San Valentino era africano? A giudicare dall'entusiasmo dei cittadini del Burkina Faso verso il protettore degli innamorati diremmo di sì. Altro che affamati, diseredati, ammalati o perseguitati, gli africani di Amour, sexe et mobylette - passato ieri in concorso al Festival dei Popoli - sono soprattutto innamorati. E ci voleva una donna, la bolognese Maria Silvia Bazzoli, per cogliere il vero cuore pulsante del Continente Nero. Insieme all'etnologo Christian Lelong, la Bazzoli porta il suo 16mm all'interno di Koupela - un piccolo villaggio del Burkina Faso - per osservare, ascoltare e raccontare l'amore in tutte le sue declinazioni. Romantici di ogni età, che senza troppi pudori parlano della maniera di vivere i sentimenti, dei sogni che hanno fatto, delle "botte" che hanno prese, di un'amata lontana o di un fidanzato pericolosamente vicino.
Semplice (un microfono e la vita delle persone, nient'altro), pieno di musica e di gioia di vivere, Amour, Sexe et Mobilette è un tentativo, come sottolinea la sua autrice, di "disegnare l'immaginario amoroso in un Paese dalle complesse mutazione e alle prese con problematiche quali l'ordine sociale, la tradizione, la sessualità e il fantasma sempre incombente dell'Aids". E di mutazioni ne sta conoscendo parecchie anche l'Iraq del dopo Saddam raccontato da Kasim Abid in Live After the Fall. Tornato a Baghdad dopo un'assenza di quasi trent'anni, Abid ritrova il calore della famiglia, lo spirito inossidabile della vecchia mamma, le attese piene di speranze delle nipoti, e scopre come è cambiata la loro vita da quando il regime è caduto: "Ho voluto fare un film - dichiara l'autore - che si concentrasse sull'esperienza umana, che mostrasse che gli iracheni sono persone reali.
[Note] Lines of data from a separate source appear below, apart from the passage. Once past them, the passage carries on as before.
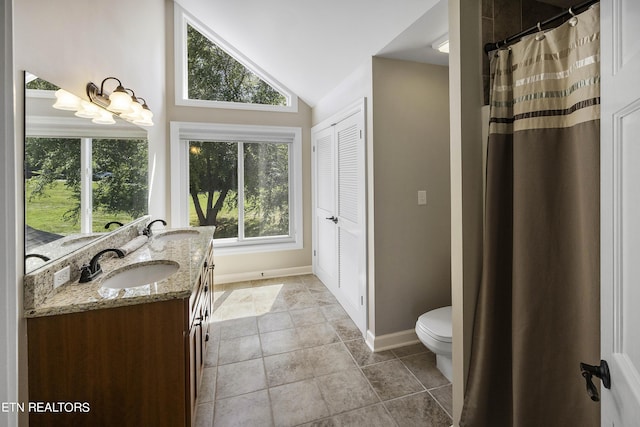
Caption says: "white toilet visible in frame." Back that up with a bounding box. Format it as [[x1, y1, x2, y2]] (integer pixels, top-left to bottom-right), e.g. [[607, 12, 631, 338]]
[[415, 306, 453, 382]]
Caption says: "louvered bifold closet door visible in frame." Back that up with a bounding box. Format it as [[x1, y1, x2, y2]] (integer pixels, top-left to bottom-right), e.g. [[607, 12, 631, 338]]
[[335, 113, 364, 324], [313, 126, 338, 288]]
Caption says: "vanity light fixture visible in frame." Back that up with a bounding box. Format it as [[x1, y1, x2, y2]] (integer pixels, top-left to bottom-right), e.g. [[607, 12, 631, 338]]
[[52, 77, 154, 126], [86, 77, 154, 126], [431, 34, 450, 54]]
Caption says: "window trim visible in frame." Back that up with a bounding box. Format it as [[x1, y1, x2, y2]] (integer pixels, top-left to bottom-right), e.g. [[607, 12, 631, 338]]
[[170, 121, 303, 255], [174, 4, 298, 113]]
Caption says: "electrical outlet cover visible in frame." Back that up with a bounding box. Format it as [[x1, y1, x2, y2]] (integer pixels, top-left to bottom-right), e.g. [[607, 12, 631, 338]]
[[418, 190, 427, 205], [53, 266, 71, 289]]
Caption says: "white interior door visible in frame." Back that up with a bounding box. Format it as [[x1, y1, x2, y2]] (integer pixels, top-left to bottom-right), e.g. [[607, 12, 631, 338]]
[[601, 0, 640, 424], [335, 113, 366, 333], [313, 126, 337, 288]]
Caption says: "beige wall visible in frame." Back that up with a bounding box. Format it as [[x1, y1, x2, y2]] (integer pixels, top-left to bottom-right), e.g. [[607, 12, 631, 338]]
[[164, 2, 313, 278], [371, 57, 452, 336]]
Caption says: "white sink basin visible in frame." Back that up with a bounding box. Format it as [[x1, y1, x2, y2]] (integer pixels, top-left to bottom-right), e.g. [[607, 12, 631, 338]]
[[154, 229, 200, 242], [101, 261, 179, 289], [61, 234, 102, 247]]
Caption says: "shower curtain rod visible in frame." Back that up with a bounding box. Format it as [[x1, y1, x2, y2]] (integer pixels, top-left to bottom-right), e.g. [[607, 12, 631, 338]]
[[483, 0, 599, 54]]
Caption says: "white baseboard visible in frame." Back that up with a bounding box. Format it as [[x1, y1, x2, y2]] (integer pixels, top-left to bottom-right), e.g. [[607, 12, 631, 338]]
[[214, 265, 313, 285], [365, 329, 420, 352]]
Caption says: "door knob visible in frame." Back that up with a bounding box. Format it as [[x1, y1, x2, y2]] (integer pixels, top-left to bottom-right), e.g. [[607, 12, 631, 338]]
[[580, 359, 611, 402], [325, 216, 338, 224]]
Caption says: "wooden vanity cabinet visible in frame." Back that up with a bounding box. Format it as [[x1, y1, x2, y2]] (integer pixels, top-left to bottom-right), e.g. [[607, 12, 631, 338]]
[[186, 239, 214, 423], [27, 242, 214, 427]]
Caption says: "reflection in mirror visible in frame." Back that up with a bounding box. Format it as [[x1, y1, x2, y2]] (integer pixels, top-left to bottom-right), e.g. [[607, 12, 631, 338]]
[[24, 72, 149, 273]]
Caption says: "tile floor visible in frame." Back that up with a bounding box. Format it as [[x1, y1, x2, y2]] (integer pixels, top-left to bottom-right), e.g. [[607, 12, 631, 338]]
[[194, 274, 452, 427]]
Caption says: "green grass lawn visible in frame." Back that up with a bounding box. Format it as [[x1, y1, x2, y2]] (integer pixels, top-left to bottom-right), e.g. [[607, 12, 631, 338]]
[[26, 179, 136, 235], [27, 181, 286, 238], [189, 191, 288, 239]]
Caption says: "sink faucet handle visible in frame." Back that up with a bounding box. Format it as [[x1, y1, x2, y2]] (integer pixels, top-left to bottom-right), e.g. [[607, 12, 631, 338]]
[[143, 219, 167, 236], [79, 248, 125, 283]]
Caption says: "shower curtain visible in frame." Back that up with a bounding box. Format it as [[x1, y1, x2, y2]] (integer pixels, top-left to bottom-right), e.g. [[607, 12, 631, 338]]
[[461, 5, 600, 427]]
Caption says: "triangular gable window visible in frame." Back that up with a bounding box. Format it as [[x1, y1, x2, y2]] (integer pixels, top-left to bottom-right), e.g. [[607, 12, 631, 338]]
[[187, 25, 287, 106], [175, 6, 297, 112]]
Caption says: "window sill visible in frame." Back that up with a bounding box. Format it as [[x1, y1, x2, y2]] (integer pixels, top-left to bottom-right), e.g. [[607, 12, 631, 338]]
[[213, 238, 303, 256], [175, 97, 299, 113]]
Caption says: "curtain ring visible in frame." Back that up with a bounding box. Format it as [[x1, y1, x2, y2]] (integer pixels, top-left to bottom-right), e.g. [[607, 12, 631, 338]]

E testimoniare come, cinque anni dopo la fine di Saddam, la realtà del mio popolo sia cambiata poco. Ogni giorno è una sfida enorme. Ogni cosa, come prendere i tuoi figli a scuola o comprare verdura al mercato, può essere estremamente pericolosa".
Abid ci lascia entrare senza diffidenze nelle case degli iracheni, ospiti ben accetti ai quali si può parlare con franchezza, permettendoci di scoprire lontani dal frastuono dei media come quel popolo stia vivendo la fine di un regime, l'occupazione americana, i presagi di un futuro avvolto ancora nella nebbia. Il valore testimoniale di Live After the Wall è indiscutibile, ma il modello è il reportage televisivo e la durata (155 min.) francamente troppo lunga.